NIKE, Inc. (NYSE:NKE) stock is trading around $97.75 versus its 52-week range of $85.10-$114.81, up 9% for the year. The stock is trading with a P/E multiple of 19 times, and a forward multiple of 16.5 times. Historically, the stock has traded within a range of 15-20 times forward P/E. The company recently reported Q1-2013 earnings of $1.27, ahead of the consensus of $1.12, driven by higher sales, and improving operating expenses. Although Europe, and the emerging markets were weak, sales of $9 billion in North America compensated for the losses.
As of June 30, 2012, top institutional holders of Nike stock are The Vanguard Group (5%), FMR, LLC (5%), Capital Research Global Investors (4%), Bank of New York Mellon (3%), and BlackRock Institutional (3%)
Positive catalysts for the fundamentals
Nike maintains a strong balance sheet with $3.2 billion in cash & short-term investments. The short-term investments consist of U.S. treasury securities, and commercial paper. The company does not have any public debt.
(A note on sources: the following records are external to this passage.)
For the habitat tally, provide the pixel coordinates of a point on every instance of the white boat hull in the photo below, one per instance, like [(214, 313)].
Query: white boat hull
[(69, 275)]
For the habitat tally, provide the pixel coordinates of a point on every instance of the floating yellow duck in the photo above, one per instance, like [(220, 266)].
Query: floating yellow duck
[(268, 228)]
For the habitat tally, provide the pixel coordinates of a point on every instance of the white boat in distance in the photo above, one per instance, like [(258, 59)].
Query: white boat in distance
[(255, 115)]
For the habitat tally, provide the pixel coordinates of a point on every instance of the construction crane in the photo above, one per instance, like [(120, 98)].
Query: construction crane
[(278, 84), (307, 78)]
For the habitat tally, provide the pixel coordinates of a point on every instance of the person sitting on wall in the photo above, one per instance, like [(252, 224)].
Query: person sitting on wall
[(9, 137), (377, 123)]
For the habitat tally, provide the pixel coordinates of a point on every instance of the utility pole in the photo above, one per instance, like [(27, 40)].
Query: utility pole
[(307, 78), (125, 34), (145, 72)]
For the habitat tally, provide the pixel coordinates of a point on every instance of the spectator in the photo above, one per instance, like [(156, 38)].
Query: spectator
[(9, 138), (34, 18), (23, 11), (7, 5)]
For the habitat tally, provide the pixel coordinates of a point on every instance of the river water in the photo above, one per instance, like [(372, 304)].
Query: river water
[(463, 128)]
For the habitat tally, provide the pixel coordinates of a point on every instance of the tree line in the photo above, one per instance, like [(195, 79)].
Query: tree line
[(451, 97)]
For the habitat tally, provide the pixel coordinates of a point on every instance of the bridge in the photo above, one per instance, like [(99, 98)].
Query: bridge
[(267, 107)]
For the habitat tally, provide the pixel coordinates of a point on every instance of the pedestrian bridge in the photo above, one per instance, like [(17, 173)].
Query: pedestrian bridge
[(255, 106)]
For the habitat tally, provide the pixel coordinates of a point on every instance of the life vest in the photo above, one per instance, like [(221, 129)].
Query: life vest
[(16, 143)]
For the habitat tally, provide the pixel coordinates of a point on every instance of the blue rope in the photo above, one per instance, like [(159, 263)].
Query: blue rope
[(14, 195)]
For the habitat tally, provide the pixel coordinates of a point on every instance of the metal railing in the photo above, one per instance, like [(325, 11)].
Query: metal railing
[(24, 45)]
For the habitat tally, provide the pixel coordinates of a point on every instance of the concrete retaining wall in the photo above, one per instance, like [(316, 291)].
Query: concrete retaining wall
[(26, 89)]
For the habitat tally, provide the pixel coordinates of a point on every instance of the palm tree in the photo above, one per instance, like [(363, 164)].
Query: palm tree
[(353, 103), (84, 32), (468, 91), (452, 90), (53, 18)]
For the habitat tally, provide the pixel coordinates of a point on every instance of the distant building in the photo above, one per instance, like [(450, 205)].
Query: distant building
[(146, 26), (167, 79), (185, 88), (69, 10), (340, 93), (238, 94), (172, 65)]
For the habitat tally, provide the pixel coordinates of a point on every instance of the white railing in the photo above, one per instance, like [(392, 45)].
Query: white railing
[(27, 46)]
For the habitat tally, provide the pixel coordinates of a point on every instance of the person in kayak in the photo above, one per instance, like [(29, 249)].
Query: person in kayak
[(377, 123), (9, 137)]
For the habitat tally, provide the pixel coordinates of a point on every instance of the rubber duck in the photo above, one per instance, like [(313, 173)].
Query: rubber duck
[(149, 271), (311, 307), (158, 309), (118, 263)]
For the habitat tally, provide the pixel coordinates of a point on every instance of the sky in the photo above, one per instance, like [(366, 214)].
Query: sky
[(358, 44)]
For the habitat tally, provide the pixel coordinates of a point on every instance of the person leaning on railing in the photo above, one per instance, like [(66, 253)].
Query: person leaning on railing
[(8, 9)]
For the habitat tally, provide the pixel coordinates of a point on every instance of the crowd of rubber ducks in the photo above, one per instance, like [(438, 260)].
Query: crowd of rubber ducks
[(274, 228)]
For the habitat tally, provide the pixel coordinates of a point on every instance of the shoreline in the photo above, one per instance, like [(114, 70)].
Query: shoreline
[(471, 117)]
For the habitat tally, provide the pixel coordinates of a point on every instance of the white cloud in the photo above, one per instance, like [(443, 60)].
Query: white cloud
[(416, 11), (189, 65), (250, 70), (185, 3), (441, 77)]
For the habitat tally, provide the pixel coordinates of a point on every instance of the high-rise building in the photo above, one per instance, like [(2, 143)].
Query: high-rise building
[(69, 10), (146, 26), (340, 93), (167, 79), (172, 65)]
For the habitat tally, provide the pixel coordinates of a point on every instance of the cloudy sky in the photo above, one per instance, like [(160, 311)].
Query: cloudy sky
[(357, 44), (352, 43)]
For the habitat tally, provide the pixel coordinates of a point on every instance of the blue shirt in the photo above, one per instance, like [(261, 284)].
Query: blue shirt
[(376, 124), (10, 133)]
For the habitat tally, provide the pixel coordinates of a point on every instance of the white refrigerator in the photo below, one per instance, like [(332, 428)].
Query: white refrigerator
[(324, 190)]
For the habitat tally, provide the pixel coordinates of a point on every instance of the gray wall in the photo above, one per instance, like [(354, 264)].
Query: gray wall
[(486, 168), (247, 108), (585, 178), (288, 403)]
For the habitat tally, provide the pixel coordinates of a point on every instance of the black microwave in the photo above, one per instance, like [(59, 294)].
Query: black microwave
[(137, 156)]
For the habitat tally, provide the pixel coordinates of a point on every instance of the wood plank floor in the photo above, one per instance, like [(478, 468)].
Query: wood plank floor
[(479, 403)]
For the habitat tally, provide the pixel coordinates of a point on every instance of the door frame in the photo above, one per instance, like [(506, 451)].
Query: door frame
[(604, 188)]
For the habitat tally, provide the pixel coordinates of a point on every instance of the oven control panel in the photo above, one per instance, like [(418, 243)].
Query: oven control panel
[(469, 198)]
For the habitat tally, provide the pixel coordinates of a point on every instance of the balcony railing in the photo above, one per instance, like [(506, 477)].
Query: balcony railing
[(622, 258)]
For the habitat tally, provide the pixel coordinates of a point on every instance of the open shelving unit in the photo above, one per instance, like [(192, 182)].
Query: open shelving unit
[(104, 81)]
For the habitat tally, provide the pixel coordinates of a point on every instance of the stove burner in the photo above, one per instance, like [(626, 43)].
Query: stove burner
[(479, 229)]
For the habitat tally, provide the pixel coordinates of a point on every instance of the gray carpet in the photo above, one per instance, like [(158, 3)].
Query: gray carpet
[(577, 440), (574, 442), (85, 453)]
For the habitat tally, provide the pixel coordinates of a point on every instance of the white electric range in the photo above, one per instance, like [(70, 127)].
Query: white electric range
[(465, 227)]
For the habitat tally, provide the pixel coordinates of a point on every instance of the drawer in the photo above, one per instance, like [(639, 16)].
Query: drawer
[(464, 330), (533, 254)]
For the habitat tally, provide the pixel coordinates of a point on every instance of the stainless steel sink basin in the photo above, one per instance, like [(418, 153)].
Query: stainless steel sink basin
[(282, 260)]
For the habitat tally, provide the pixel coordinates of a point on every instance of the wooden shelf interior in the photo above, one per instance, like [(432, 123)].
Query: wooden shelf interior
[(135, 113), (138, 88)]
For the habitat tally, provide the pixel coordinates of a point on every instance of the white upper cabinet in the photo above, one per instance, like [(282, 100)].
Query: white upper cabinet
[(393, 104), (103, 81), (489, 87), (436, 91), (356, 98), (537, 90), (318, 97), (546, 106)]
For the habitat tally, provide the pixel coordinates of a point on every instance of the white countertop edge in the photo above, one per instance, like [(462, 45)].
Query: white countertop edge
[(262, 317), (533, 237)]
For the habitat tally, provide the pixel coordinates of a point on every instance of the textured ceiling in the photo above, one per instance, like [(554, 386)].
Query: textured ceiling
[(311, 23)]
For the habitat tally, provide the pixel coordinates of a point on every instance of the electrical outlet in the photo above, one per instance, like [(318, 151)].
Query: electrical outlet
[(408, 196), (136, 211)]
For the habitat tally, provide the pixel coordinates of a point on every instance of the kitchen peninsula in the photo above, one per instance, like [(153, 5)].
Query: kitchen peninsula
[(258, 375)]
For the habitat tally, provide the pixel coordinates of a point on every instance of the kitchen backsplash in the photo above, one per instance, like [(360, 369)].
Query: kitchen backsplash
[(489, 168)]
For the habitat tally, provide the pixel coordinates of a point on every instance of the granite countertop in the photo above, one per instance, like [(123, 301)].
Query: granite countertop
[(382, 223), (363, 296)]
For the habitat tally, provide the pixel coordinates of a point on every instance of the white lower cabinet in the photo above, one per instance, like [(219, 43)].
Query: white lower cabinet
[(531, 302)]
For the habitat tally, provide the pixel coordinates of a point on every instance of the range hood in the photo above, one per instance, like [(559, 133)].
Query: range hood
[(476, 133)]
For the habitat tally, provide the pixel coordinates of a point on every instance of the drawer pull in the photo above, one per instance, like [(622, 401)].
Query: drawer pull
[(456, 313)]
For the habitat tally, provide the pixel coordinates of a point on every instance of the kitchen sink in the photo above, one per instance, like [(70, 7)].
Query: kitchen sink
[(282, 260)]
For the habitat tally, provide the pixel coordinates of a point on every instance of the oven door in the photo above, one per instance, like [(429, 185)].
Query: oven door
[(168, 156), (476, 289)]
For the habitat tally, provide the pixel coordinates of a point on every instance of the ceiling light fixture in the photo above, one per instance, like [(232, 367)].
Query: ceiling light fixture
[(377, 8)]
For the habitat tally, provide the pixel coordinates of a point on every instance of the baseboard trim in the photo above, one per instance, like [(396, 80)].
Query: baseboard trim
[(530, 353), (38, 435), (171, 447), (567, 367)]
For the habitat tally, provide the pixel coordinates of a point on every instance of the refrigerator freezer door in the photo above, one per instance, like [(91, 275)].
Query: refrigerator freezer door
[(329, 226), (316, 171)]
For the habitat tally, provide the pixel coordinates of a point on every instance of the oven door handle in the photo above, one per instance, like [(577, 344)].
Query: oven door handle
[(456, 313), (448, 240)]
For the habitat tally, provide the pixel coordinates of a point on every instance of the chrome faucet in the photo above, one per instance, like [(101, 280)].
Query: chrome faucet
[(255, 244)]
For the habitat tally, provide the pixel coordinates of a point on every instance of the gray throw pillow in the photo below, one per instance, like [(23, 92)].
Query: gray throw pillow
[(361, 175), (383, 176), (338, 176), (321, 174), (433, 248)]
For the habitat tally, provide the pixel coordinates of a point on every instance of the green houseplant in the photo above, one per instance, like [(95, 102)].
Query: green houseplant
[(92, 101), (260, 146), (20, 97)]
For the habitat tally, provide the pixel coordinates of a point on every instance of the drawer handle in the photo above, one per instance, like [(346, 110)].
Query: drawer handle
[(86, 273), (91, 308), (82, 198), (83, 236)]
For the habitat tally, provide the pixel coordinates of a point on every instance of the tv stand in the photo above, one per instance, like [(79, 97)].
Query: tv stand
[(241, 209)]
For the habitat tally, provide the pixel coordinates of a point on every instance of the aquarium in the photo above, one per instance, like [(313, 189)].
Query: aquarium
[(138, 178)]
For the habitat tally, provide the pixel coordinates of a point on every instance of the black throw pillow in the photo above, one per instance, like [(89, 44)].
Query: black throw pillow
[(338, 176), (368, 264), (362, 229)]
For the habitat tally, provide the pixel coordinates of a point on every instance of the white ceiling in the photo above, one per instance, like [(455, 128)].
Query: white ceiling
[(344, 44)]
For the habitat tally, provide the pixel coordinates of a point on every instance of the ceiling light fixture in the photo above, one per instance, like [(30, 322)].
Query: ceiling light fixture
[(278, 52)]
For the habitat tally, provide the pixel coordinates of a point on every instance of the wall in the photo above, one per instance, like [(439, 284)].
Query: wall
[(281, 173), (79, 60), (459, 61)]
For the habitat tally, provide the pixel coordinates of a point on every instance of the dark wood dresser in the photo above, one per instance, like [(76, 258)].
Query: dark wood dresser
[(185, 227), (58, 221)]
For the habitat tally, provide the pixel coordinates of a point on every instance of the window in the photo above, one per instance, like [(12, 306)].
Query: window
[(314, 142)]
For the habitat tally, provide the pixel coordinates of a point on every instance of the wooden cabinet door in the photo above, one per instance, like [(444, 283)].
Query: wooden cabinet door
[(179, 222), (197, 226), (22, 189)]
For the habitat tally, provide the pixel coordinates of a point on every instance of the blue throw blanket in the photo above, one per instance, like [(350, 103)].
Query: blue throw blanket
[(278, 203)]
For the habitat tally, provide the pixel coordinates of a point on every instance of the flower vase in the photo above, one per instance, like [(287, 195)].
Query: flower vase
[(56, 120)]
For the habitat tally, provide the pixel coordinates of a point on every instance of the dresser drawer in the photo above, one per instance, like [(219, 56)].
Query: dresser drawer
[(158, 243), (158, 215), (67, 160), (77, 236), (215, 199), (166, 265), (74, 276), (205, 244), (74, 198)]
Nike has continued to buyback stock. During Q1-2013 the company bought 8.2 million shares at an average price of $95. Also, the company has a new $8 billion stock buyback program in place. The share buybacks have provided a floor for the stock.
The stock currently yields 1.5% with a 5-year dividend growth of 15%. Nike increased the dividend in November 2011, and an additional dividend increase will come as no surprise to investors.
Negative catalysts for the fundamentals:
China has been an overhang on the earnings potential with a slowing economy, and a change in consumer preferences. This geography will continue to weigh on the shares until a steady improvement is experienced.
“Futures” orders have continued to slow, coming in at 6% last quarter, which is the smallest gain in about 2 years. Clearly, impacted by the sluggishness in China. “Futures” have remained strong in Europe, North America, and the emerging markets, all of which provide downside protection for the stock.
An additional factor impacting the performance of the stock is the weak Euro. This has had a direct impact on margins, and earnings.
In conclusion, China does remain a risk for Nike, but the company has shown strong earnings potential, and apossibility of a dividend increase is a fair expectation.